Our results from this study are subject to some limitations. First, the cross-sectional design allows for only determining an association of CMI and LAP with abnormal LV geometry, but no potential cause-effect relationships can be drawn. Further confirmations in prospective studies to assess the prognostic role of CMI and LAP in LV morphology are warranted. Secondly, more detailed and precise imaging phenotypes of adiposity tissue distribution such as visceral or abdominal subcutaneous fat are not available in our study. Thirdly, our sample is comprised of only Chinese adults, and it is unknown whether our findings are also applicable to other racial or ethnic populations. Notwithstanding these limitations, the potential public health implications for the prevention and treatment of LVH and heart failure also merit comment.

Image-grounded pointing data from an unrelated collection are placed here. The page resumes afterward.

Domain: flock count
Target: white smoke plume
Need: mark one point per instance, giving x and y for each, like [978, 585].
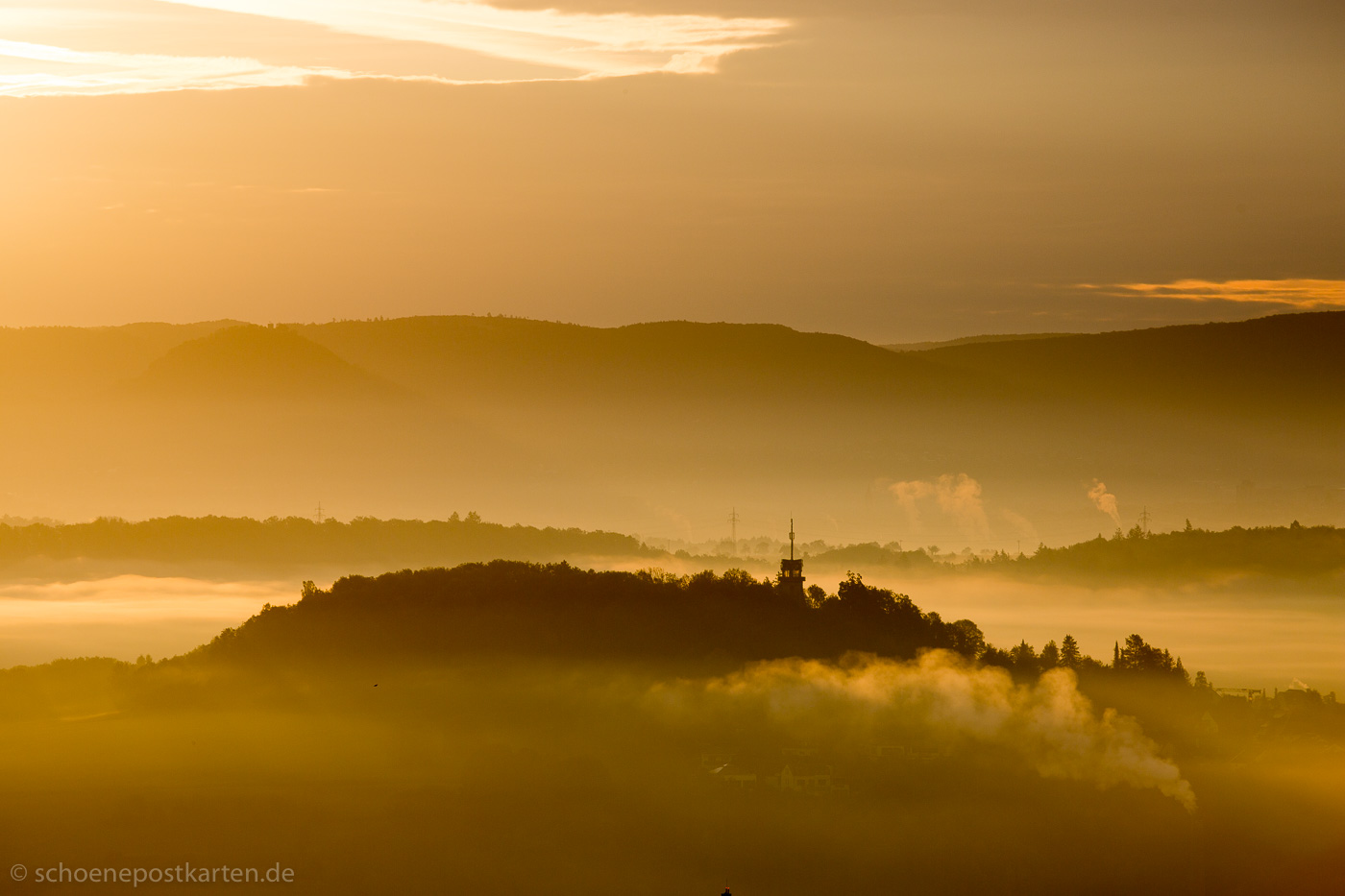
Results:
[958, 496]
[1105, 499]
[1049, 724]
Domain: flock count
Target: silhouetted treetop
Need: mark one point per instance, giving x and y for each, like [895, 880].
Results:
[560, 610]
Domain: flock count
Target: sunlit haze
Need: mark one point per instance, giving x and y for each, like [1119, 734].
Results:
[672, 447]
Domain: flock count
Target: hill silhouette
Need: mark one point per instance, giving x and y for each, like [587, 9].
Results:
[252, 362]
[526, 361]
[1270, 365]
[555, 610]
[642, 428]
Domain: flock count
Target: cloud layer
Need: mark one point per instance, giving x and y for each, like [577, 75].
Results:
[264, 47]
[1297, 294]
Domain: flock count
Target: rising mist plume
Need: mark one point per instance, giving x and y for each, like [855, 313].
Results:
[958, 498]
[1105, 499]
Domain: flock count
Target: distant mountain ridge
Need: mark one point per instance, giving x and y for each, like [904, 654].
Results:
[646, 428]
[252, 362]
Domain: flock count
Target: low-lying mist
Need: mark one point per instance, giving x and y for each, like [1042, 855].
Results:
[943, 704]
[511, 775]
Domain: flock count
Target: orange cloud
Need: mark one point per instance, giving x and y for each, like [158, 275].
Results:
[1297, 294]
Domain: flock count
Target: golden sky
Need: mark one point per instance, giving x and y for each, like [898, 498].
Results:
[897, 171]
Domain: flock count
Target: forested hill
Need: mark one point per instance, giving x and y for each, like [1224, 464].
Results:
[1304, 553]
[1271, 363]
[560, 611]
[1193, 554]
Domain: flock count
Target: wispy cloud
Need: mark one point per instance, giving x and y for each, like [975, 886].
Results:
[588, 44]
[257, 44]
[1297, 294]
[57, 70]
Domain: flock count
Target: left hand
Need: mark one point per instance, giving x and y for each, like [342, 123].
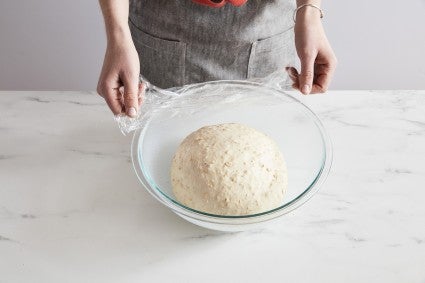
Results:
[318, 61]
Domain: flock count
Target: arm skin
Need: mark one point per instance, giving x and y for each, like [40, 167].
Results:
[318, 61]
[121, 65]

Our population-based design (which permits extensive multivariable adjustment for several confounders) for the first time acknowledges that CMI and LAP have a fulfilling supplementary beneficial effect on predicting LV geometric pattern in a large sample of community members of Northeast China. Within the scope of the epidemiological study, CMI and LAP are much more cost-effective and clinically feasible parameter to evaluate obesity-related pathologic cardiac remodeling when compared with quantitative measurements of visceral fat from advanced imaging. Under this scenario, cardiovascular risk stratification might be improved by adoption of simple central adiposity measures (defined by CMI and LAP).